The sharp decrease in trade surplus is seen by experts here as resulting from Korea’s efforts to deliberately increase imports from the US in order to avoid being designated a currency manipulator.

During his visit to the US in January, Finance Minister Yoo Il-ho, who doubles as deputy prime minister for economic affairs, suggested Korea would look for various ways to reduce its trade surplus with the US, the second largest market for Korean exporters.

Korea was one of the six countries put on a monitoring list by the US Treasury last October.

The three criteria for labeling a country as a currency manipulator are annual trade surplus with the US exceeding $20 billion, current account surplus accounting for more than 3 percent of gross domestic product and a net buying of foreign currencies surpassing 2 percent of GDP.

Korea has met the first two. Its annual net purchase of the dollar and other major foreign currencies has never exceeded 2 percent of its GDP since 2011.

The value of its currency has fallen since late last year as foreign capital is flooding into Korean equity and bond markets partly due to expectations the country’s financial authorities will make no attempt to “fine-tune” the currency movement out of concerns about the possibility of being designated a manipulator.

Yoo and Bank of Korea Gov. Lee Ju-yeol have repeatedly said there is a slim chance of Korea being designated a manipulator when the US Treasury releases its biannual currency report around April 14. But the top financial and monetary policymakers have still cautioned the country should not let down its guard against such a possibility.

Shin Se-don, an economics professor at Sookmyung Women’s University in Seoul, criticized them for having made “unnecessary remarks,” which suggested Korea would raise no objection to the designation as a manipulator even though the measure went against the US-set rules.

The cautious and sensitive attitude policymakers here have shown toward the issue may be understood as reflecting their concerns about the impact of designation as a currency manipulator on the Korean economy.

Companies from a country labeled as a manipulator would be subjected to disadvantages in doing business in the US, including exclusion from federal procurement programs.

Korea is more worried that the steep appreciation of its currency following the measure would hamper its exports that have rebounded in recent months on the back of a revitalizing global economy.

Policymakers hope to shore up the country’s economy, which is expected to grow below 3 percent for three consecutive years in 2017, by bolstering outbound shipments amid a slump in domestic consumption.

Keeping or facilitating the downward trend in the trade surplus with the US is expected to help Korea completely do without the possibility of being designated a currency manipulator.

The country’s surplus with the US has hovered above $20 billion since 2013, benefiting from a bilateral free trade accord that took effect a year earlier.

The on-year increase in the surplus peaked at 35.3 percent in 2013 before falling to 21.7 percent in 2014, 3.2 percent in 2015 and a minus 9.9 percent last year.

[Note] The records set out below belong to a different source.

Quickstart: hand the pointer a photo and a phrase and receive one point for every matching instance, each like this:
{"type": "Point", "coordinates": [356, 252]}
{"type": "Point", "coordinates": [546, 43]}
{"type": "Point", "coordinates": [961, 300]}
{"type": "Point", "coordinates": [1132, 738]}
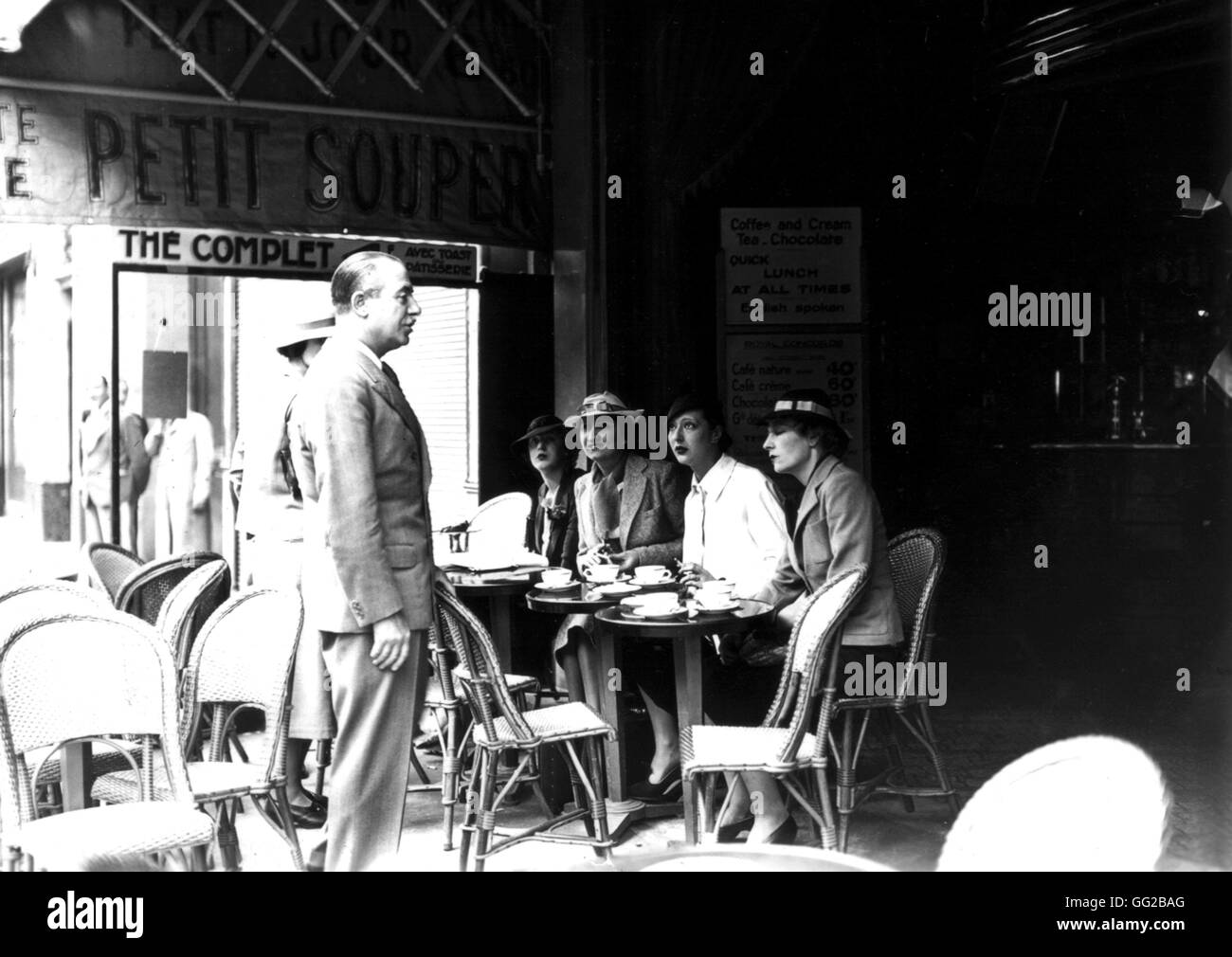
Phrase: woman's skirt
{"type": "Point", "coordinates": [278, 566]}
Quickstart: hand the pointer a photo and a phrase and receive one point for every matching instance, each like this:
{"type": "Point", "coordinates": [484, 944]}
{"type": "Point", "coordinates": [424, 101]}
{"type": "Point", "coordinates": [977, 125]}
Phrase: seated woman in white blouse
{"type": "Point", "coordinates": [734, 530]}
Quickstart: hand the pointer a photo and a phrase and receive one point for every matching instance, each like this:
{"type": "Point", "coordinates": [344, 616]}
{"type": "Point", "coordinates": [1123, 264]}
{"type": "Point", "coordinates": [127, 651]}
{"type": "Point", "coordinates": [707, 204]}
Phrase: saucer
{"type": "Point", "coordinates": [541, 587]}
{"type": "Point", "coordinates": [645, 615]}
{"type": "Point", "coordinates": [730, 606]}
{"type": "Point", "coordinates": [615, 587]}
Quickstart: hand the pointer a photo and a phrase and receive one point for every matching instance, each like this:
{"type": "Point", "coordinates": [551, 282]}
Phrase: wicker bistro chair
{"type": "Point", "coordinates": [109, 566]}
{"type": "Point", "coordinates": [915, 562]}
{"type": "Point", "coordinates": [452, 735]}
{"type": "Point", "coordinates": [242, 659]}
{"type": "Point", "coordinates": [499, 522]}
{"type": "Point", "coordinates": [72, 677]}
{"type": "Point", "coordinates": [144, 590]}
{"type": "Point", "coordinates": [1089, 804]}
{"type": "Point", "coordinates": [189, 605]}
{"type": "Point", "coordinates": [500, 727]}
{"type": "Point", "coordinates": [38, 600]}
{"type": "Point", "coordinates": [775, 747]}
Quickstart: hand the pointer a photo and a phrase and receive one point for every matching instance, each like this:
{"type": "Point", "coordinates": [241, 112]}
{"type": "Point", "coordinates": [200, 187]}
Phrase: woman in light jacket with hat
{"type": "Point", "coordinates": [269, 510]}
{"type": "Point", "coordinates": [838, 526]}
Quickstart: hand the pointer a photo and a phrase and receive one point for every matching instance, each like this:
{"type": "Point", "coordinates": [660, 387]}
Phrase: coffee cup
{"type": "Point", "coordinates": [651, 574]}
{"type": "Point", "coordinates": [555, 578]}
{"type": "Point", "coordinates": [713, 599]}
{"type": "Point", "coordinates": [603, 573]}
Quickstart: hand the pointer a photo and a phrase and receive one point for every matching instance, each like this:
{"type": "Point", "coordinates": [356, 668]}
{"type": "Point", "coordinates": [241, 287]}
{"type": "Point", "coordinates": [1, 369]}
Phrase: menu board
{"type": "Point", "coordinates": [802, 263]}
{"type": "Point", "coordinates": [762, 366]}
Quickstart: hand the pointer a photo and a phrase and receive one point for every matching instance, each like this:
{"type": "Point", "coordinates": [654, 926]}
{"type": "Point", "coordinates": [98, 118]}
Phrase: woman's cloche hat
{"type": "Point", "coordinates": [602, 403]}
{"type": "Point", "coordinates": [540, 425]}
{"type": "Point", "coordinates": [806, 406]}
{"type": "Point", "coordinates": [302, 331]}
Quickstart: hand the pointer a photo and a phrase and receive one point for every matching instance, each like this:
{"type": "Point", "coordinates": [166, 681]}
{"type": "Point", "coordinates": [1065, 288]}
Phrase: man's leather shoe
{"type": "Point", "coordinates": [308, 818]}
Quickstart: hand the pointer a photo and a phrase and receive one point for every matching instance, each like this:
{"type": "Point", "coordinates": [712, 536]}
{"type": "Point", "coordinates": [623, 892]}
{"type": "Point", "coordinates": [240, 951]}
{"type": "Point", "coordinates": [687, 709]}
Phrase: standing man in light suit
{"type": "Point", "coordinates": [368, 578]}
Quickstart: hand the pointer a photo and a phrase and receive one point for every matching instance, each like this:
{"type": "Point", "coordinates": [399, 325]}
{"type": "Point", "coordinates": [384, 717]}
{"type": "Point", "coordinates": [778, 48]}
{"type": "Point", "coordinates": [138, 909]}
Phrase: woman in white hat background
{"type": "Point", "coordinates": [631, 512]}
{"type": "Point", "coordinates": [269, 510]}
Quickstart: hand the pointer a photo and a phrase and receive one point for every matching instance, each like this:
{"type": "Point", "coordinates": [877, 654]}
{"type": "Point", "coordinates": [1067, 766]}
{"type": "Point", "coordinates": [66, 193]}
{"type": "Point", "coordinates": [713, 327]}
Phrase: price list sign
{"type": "Point", "coordinates": [762, 366]}
{"type": "Point", "coordinates": [791, 265]}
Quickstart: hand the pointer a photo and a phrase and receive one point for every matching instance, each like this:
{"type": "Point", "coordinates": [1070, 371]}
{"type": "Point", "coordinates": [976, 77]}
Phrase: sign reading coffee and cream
{"type": "Point", "coordinates": [791, 265]}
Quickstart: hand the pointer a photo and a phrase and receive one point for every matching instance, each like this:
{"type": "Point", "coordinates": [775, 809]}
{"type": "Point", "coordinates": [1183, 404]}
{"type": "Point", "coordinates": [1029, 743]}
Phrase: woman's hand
{"type": "Point", "coordinates": [590, 557]}
{"type": "Point", "coordinates": [694, 574]}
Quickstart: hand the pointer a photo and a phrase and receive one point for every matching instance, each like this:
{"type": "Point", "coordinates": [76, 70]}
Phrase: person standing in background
{"type": "Point", "coordinates": [269, 510]}
{"type": "Point", "coordinates": [181, 497]}
{"type": "Point", "coordinates": [132, 424]}
{"type": "Point", "coordinates": [94, 463]}
{"type": "Point", "coordinates": [369, 574]}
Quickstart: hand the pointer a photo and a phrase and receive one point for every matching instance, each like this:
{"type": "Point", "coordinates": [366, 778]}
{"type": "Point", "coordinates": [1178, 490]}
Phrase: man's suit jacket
{"type": "Point", "coordinates": [362, 467]}
{"type": "Point", "coordinates": [838, 526]}
{"type": "Point", "coordinates": [652, 510]}
{"type": "Point", "coordinates": [562, 543]}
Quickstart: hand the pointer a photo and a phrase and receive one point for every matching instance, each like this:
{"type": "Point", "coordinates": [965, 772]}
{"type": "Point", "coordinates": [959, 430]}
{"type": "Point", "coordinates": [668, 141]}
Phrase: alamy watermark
{"type": "Point", "coordinates": [181, 308]}
{"type": "Point", "coordinates": [632, 432]}
{"type": "Point", "coordinates": [1067, 309]}
{"type": "Point", "coordinates": [97, 912]}
{"type": "Point", "coordinates": [887, 678]}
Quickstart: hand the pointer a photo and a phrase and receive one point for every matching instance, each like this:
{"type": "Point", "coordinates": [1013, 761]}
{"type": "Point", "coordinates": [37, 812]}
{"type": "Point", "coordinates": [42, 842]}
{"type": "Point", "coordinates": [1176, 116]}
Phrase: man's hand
{"type": "Point", "coordinates": [590, 557]}
{"type": "Point", "coordinates": [627, 561]}
{"type": "Point", "coordinates": [694, 574]}
{"type": "Point", "coordinates": [390, 641]}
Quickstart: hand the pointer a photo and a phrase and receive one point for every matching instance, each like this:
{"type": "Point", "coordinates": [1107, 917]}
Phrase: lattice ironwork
{"type": "Point", "coordinates": [451, 31]}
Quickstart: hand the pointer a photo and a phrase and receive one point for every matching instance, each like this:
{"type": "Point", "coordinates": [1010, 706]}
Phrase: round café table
{"type": "Point", "coordinates": [685, 632]}
{"type": "Point", "coordinates": [583, 598]}
{"type": "Point", "coordinates": [498, 588]}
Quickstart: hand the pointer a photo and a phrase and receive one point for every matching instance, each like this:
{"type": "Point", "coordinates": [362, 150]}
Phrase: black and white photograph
{"type": "Point", "coordinates": [610, 436]}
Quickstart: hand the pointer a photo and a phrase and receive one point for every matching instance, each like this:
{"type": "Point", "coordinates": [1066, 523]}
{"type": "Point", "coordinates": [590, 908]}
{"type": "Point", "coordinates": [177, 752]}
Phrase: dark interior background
{"type": "Point", "coordinates": [1060, 183]}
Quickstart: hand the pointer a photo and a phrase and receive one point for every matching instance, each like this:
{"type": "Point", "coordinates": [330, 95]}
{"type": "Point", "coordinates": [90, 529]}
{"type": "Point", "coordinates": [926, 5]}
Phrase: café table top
{"type": "Point", "coordinates": [493, 584]}
{"type": "Point", "coordinates": [750, 858]}
{"type": "Point", "coordinates": [746, 619]}
{"type": "Point", "coordinates": [583, 598]}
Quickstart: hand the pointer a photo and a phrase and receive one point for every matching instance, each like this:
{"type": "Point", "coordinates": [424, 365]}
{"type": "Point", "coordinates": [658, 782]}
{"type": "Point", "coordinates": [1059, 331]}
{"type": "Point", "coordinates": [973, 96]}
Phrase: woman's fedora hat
{"type": "Point", "coordinates": [804, 405]}
{"type": "Point", "coordinates": [540, 425]}
{"type": "Point", "coordinates": [303, 331]}
{"type": "Point", "coordinates": [602, 403]}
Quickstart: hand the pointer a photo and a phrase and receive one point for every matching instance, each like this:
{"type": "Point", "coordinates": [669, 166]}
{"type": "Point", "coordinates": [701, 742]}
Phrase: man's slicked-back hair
{"type": "Point", "coordinates": [353, 275]}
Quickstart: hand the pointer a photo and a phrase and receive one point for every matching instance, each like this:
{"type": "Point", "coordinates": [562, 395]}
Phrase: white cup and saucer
{"type": "Point", "coordinates": [716, 595]}
{"type": "Point", "coordinates": [603, 574]}
{"type": "Point", "coordinates": [555, 579]}
{"type": "Point", "coordinates": [652, 575]}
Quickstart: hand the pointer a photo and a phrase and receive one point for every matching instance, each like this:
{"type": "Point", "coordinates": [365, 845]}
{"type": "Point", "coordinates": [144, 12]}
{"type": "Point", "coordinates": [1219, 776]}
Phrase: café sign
{"type": "Point", "coordinates": [98, 159]}
{"type": "Point", "coordinates": [217, 250]}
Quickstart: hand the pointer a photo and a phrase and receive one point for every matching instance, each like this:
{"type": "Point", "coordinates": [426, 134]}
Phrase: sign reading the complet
{"type": "Point", "coordinates": [216, 249]}
{"type": "Point", "coordinates": [763, 366]}
{"type": "Point", "coordinates": [791, 265]}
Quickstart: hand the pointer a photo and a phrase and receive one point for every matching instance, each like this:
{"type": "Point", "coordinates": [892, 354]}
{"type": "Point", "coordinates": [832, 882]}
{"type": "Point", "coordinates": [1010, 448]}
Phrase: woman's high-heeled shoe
{"type": "Point", "coordinates": [668, 789]}
{"type": "Point", "coordinates": [731, 833]}
{"type": "Point", "coordinates": [785, 833]}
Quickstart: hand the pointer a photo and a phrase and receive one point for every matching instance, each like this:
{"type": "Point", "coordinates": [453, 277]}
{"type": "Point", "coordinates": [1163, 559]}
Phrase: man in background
{"type": "Point", "coordinates": [94, 463]}
{"type": "Point", "coordinates": [362, 467]}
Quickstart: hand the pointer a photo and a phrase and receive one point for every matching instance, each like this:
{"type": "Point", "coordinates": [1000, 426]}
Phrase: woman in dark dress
{"type": "Point", "coordinates": [553, 530]}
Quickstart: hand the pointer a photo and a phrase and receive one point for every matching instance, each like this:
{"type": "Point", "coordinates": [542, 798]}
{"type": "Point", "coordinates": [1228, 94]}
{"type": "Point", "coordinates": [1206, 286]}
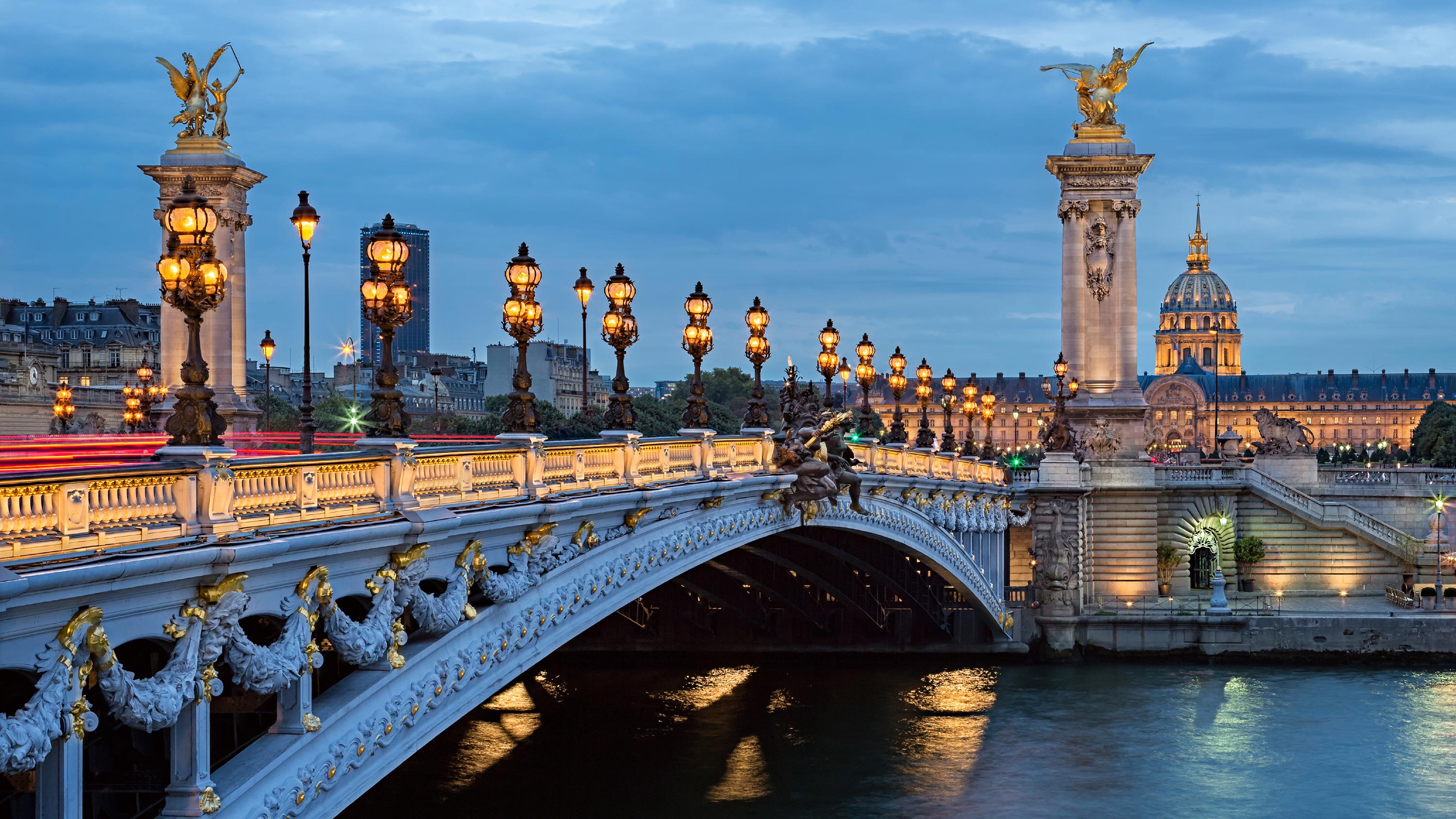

Some observers say the US may not want to worsen the public sentiment here by designating South Korea as a currency manipulator when close cooperation with the new government to be installed in Seoul following the May 9 presidential election is needed to cope with nuclear and missile threats from North Korea.

Korea may also take some ease from the lessened possibility of China being labeled a currency manipulator after it agreed with the US to closely consult on how to cut the bilateral trade imbalance during last week’s summit between their leaders.

China accounted for nearly half of the total US trade deficit, compared with a mere 3.8 percent for Korea.

Experts with cautious views say President Donald Trump’s administration will continue to consider currency manipulator designation as an effective tool to put pressure on major trading partners to be more serious on reducing trade surplus and help increase manufacturing jobs in the US.

Ha Tae-hyung, a former head of the Hyundai Research Institute, said Korea may need to go so far as to erase its trade surplus with the US for a temporary period to fend off currency pressure.